I understand completely what you are trying to do, I understand your disposition, I understand you have lost your faith, that feeling that you once so wildly and insanely treasured. Now that you've opted to let it go, I understand that you appreciate and welcome the release and the strength that you've suddenly acquired now that you've broken free. And I understand how it is wonderful to be finally let loose again.

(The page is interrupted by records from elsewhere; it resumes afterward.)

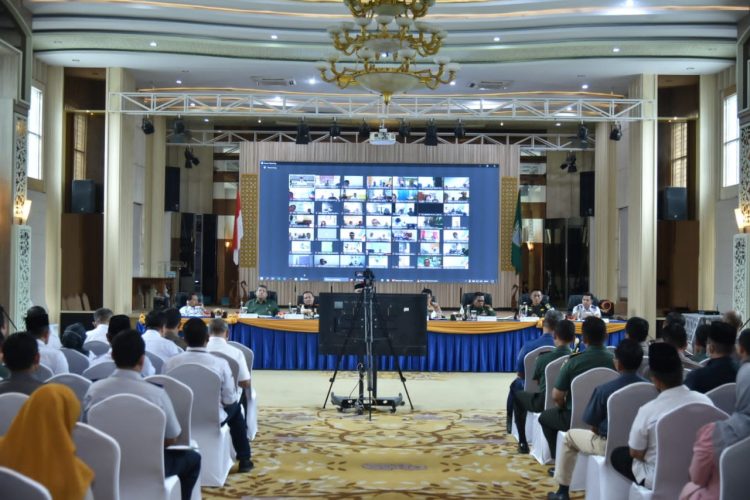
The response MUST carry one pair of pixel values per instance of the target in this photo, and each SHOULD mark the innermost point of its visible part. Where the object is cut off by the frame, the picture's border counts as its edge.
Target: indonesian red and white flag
(238, 229)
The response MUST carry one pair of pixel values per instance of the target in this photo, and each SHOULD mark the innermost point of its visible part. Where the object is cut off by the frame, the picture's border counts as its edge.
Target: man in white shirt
(101, 325)
(154, 336)
(196, 336)
(193, 307)
(637, 461)
(586, 308)
(37, 324)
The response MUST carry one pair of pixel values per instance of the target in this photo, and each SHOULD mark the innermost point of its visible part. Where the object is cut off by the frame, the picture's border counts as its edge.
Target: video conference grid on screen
(340, 221)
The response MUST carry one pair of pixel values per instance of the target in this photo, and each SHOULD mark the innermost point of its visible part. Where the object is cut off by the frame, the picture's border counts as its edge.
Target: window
(730, 143)
(34, 136)
(678, 154)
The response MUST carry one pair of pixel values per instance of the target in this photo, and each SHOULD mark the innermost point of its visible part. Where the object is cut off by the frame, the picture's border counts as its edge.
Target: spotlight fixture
(616, 133)
(147, 126)
(303, 133)
(430, 134)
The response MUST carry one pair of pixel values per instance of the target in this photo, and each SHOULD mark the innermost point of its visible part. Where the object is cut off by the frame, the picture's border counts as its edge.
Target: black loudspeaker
(172, 189)
(673, 203)
(83, 197)
(587, 193)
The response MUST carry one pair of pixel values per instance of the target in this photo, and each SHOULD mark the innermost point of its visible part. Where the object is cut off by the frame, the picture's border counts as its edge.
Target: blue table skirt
(491, 352)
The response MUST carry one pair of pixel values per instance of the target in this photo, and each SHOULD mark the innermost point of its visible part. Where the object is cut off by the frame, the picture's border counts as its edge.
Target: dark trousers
(525, 402)
(516, 386)
(238, 430)
(553, 420)
(185, 464)
(622, 462)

But what he doesn't understand, ultimately, it that it isn't about him, or his happiness. Because at the end of the day, he'll be happier than she is, in the beginning. But whether or not this beginning will outlast what is to come, well, you're smart enough to envisage what is to come. So haven't you gave thought about
the right thing to do? You've spoken to me about this, many months ago, and you had your principles. Your words and your zest for
what you believed was important was what had drawn me to treasure the friendship that we shared and admire your for your attributes even thought I detested those that I deemed were irrevocable faults.
Now you're destroying my respect for you.
Is that instant feel of relief and destress reasonably more precious than what will come if you choose to be more civil and humane about the thing that you have done?
Only a month or two, that's what she begs of you. Don't give her too much, but give her what you can. No empty promises, and keep it short and sweet. After all, we all knew it was never going to work, neither did she ever see a happy-ever-after fairy-tale ending. It's impossible, and unrealistic... we all told you.
Many times have you expressed your wish to be powerful. You now hold that power to determine several people's happiness, include that happiness which is most precious... that one that belongs to yourself. So won't you choose to use that power wisely, for once, and prove that you are indeed mature beyond your years?